Pourtant, les finils avaient volontairement marché à l’approche du hameau de réfugiés, considérant qu’une arrivée en plein cœur du village par une téléportation subite risquait d’effrayer les humains, d’accroître leur nervosité et de déclencher chez eux des comportements agressifs, comme souvent lorsqu’ils avaient peur. Même s’ils étaient maintenant cinq, il n’était pas question de perdre un seul d’entre eux dans une altercation aisément évitable : s’ils pouvaient certes renaître au Berceau, celui-ci s’épuisait un peu plus à chaque résurrection prodiguée, rendant chaque finil bien trop précieux pour être ainsi gâché.

Les esprits de la forêt seraient les seuls en mesure de protéger l’âme de la planète si leurs frères malades venaient à s’y attaquer, et les artisans de son renouveau une fois les troubles passés. Ce monde était entre leurs mains, et ils n’avaient pas l’intention de prendre cette immense responsabilité à la légère.

— On va vite le savoir, répondit enfin Sybil.

L’aura des petites créatures apportait une rare note de couleur au milieu de la lande ravagée qui avait petit à petit remplacé la forêt. Cela réconforta un instant la jeune femme aux cheveux blancs, si bien qu’elle fit tout son possible pour chasser l’inquiétude de son esprit. Après tout, les finils ne s’étaient jamais montrés agressifs, et le rappelèrent par leurs propos lorsqu’ils furent à moins d’une paire de mètres de l’ex-milicienne.

Humaine, nous venons en paix, annonça télépathiquement celui qui s’était placé devant ses semblables.
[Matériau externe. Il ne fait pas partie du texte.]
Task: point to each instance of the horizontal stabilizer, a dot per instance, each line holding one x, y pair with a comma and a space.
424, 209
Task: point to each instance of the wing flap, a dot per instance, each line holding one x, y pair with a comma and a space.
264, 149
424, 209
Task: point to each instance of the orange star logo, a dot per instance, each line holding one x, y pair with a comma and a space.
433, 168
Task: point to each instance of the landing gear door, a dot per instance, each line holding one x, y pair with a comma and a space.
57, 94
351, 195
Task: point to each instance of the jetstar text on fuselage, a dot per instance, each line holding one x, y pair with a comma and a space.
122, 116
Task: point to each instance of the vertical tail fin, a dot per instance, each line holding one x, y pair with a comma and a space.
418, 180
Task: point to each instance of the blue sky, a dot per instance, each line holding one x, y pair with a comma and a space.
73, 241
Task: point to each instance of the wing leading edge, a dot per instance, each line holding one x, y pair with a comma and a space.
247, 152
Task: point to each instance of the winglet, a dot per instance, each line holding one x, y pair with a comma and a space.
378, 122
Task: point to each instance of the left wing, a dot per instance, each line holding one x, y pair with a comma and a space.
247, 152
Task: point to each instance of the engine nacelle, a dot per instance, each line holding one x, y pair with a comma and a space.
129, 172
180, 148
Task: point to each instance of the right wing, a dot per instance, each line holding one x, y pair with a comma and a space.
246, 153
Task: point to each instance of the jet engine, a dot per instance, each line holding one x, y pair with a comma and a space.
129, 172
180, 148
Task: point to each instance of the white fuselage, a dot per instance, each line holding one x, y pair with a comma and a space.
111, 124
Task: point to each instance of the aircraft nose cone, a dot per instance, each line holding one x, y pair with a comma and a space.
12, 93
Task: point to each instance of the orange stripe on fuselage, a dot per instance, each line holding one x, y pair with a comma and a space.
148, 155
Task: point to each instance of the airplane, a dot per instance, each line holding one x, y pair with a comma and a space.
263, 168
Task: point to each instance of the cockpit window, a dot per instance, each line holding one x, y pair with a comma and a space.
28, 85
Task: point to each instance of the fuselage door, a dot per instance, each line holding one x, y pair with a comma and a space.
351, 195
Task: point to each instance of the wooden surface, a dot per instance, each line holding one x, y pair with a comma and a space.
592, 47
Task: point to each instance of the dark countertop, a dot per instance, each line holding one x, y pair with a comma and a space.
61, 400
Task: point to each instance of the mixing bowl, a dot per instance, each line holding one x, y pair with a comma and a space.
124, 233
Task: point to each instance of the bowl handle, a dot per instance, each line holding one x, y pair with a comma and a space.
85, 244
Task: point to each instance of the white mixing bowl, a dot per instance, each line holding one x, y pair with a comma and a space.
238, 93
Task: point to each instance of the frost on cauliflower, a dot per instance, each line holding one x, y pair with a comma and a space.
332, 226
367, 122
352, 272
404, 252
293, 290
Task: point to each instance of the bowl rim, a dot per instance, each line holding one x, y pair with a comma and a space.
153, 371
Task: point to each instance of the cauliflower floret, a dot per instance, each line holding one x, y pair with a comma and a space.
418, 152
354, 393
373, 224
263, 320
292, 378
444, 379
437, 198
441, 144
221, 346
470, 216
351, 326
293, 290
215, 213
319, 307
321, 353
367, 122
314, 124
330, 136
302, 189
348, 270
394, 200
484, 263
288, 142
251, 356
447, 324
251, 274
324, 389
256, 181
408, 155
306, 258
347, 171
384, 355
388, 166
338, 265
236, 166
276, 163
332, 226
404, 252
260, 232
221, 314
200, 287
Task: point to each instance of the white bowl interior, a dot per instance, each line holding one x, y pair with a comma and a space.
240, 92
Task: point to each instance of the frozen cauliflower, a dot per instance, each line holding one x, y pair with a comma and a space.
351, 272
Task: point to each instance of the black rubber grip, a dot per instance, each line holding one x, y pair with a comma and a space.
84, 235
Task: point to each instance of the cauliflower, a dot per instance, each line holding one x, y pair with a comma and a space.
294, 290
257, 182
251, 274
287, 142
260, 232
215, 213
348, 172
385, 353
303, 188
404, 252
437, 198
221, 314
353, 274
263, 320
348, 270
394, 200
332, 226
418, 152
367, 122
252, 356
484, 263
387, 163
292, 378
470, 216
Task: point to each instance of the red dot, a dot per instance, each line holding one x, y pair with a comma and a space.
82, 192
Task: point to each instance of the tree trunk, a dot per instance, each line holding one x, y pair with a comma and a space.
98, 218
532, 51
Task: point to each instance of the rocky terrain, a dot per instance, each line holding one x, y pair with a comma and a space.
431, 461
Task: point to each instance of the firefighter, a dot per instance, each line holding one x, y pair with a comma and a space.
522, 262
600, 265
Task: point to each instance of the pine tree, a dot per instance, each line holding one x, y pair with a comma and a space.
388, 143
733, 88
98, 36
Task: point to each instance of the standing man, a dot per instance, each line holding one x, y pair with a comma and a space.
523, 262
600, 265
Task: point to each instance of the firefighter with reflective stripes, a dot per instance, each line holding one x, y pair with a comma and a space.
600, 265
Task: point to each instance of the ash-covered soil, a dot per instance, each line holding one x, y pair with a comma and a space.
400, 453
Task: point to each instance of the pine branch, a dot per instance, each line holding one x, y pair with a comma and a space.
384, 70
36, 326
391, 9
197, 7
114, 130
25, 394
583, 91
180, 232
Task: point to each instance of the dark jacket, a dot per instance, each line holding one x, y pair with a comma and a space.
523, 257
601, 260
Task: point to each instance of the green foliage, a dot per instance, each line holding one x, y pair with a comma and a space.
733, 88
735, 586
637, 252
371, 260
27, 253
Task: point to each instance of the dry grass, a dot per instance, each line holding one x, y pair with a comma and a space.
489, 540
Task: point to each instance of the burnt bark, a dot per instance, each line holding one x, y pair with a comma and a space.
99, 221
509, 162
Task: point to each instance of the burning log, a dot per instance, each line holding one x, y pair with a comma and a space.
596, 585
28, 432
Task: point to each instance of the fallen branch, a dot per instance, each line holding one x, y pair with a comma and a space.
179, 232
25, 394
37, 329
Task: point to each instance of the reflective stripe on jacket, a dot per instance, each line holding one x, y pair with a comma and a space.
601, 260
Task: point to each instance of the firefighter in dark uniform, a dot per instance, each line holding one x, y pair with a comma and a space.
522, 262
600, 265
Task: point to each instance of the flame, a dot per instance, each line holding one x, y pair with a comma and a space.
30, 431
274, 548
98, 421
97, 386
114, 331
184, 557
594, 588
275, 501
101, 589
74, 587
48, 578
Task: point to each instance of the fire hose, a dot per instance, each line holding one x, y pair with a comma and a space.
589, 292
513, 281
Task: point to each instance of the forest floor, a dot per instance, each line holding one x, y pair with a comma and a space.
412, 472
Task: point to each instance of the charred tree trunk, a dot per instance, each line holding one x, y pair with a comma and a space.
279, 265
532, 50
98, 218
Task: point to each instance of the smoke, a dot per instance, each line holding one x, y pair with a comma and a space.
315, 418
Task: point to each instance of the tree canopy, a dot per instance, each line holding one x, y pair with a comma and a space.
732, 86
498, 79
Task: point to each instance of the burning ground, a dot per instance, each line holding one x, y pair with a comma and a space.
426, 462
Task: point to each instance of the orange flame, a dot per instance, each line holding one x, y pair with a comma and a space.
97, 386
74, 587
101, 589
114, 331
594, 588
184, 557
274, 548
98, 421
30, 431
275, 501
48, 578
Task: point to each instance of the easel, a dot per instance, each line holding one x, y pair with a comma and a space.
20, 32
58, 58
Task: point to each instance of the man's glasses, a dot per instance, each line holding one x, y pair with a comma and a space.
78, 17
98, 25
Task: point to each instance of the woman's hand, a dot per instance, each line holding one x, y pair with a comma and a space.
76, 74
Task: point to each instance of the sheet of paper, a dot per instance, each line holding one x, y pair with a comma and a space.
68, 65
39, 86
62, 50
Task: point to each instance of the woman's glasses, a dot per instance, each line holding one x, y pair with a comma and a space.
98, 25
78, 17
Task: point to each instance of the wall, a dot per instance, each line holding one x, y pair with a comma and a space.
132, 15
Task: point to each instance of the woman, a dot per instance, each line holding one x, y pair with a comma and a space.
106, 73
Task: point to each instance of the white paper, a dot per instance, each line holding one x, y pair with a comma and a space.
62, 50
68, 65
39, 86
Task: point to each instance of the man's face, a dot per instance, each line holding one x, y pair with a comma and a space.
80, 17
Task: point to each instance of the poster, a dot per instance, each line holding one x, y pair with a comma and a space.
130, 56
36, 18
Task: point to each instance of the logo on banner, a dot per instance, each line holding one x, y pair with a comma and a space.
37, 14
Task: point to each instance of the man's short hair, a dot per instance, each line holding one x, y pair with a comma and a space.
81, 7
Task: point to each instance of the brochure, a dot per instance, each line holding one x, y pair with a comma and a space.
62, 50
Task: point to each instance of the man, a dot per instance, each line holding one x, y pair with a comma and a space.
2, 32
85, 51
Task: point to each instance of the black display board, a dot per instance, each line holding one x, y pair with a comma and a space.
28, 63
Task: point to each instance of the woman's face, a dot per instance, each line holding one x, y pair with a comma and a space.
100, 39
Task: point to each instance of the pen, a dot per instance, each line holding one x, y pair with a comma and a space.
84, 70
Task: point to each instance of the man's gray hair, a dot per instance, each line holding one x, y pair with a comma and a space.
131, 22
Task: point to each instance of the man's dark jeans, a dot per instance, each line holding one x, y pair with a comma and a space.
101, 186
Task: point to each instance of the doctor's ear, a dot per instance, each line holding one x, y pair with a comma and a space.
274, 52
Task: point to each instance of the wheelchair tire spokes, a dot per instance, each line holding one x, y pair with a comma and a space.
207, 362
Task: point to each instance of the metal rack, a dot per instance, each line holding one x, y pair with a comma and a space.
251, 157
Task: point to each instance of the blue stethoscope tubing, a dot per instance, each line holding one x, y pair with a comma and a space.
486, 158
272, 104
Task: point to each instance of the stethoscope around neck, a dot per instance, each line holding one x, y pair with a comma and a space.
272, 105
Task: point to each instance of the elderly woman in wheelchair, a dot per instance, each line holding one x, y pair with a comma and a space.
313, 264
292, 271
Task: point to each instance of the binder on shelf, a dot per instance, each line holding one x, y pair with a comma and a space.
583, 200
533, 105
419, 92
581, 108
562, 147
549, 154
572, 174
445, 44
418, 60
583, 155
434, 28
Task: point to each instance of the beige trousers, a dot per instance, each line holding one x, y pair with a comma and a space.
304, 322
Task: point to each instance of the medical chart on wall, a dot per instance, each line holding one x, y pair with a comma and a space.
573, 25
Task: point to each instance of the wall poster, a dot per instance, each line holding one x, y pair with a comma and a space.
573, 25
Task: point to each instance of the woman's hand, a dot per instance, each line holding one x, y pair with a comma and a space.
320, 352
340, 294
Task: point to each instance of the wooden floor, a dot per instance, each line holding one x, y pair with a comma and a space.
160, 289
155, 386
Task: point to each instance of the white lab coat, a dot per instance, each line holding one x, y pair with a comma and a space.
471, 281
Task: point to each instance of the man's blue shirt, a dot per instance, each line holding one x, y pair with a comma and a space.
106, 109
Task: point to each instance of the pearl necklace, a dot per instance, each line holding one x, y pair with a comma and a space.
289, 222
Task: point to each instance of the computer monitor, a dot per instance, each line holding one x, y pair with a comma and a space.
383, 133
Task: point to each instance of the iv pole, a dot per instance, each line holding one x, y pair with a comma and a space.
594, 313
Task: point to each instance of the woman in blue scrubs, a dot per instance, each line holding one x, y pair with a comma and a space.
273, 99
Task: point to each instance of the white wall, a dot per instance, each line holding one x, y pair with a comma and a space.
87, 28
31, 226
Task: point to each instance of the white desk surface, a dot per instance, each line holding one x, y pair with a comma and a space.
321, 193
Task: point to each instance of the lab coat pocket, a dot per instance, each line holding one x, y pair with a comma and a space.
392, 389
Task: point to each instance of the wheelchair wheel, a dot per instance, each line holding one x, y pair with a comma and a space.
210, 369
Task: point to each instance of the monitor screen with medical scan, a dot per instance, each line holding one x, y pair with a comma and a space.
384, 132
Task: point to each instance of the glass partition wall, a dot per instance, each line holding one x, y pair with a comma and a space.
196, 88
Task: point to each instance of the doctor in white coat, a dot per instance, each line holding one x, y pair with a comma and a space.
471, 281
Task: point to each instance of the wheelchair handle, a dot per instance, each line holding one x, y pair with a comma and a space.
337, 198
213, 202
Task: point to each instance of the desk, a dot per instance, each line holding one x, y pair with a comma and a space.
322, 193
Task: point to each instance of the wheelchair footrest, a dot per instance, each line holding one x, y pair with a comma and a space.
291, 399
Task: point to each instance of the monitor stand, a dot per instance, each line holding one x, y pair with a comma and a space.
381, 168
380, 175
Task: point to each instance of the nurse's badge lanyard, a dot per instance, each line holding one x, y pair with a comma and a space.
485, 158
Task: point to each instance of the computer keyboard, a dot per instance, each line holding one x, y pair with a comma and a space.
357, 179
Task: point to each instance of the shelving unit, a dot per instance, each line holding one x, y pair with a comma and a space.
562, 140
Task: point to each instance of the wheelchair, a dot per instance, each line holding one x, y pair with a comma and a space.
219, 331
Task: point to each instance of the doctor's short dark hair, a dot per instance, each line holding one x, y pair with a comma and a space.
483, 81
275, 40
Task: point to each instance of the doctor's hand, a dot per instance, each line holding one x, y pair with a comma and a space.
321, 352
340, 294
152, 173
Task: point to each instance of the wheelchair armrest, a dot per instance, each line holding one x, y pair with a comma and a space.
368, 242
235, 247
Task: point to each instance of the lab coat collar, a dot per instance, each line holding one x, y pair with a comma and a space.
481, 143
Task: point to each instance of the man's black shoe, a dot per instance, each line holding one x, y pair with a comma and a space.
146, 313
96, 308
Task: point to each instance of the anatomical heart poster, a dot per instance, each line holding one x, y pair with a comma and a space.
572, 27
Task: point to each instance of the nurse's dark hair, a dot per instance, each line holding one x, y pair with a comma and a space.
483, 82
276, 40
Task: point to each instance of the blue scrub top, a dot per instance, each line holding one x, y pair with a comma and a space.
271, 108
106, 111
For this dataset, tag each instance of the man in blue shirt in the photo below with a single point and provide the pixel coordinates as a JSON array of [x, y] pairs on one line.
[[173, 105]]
— Qu’est-ce qui vous amène par ici, finils ? Je croyais que vous restiez en dehors des affaires des humains.

Elle aurait voulu être plus diplomate, mais sa méfiance avait parlé pour elle. Tant pis. Après tout, les finils n’y allaient jamais par quatre chemins, eux non plus.

Ce qui nous amène aujourd’hui ne sont pas les affaires des humains, justement, rétorqua froidement l’esprit de la forêt. L’un des nôtres s’est égaré et nous nous demandions s’il était parmi vous, à tout hasard.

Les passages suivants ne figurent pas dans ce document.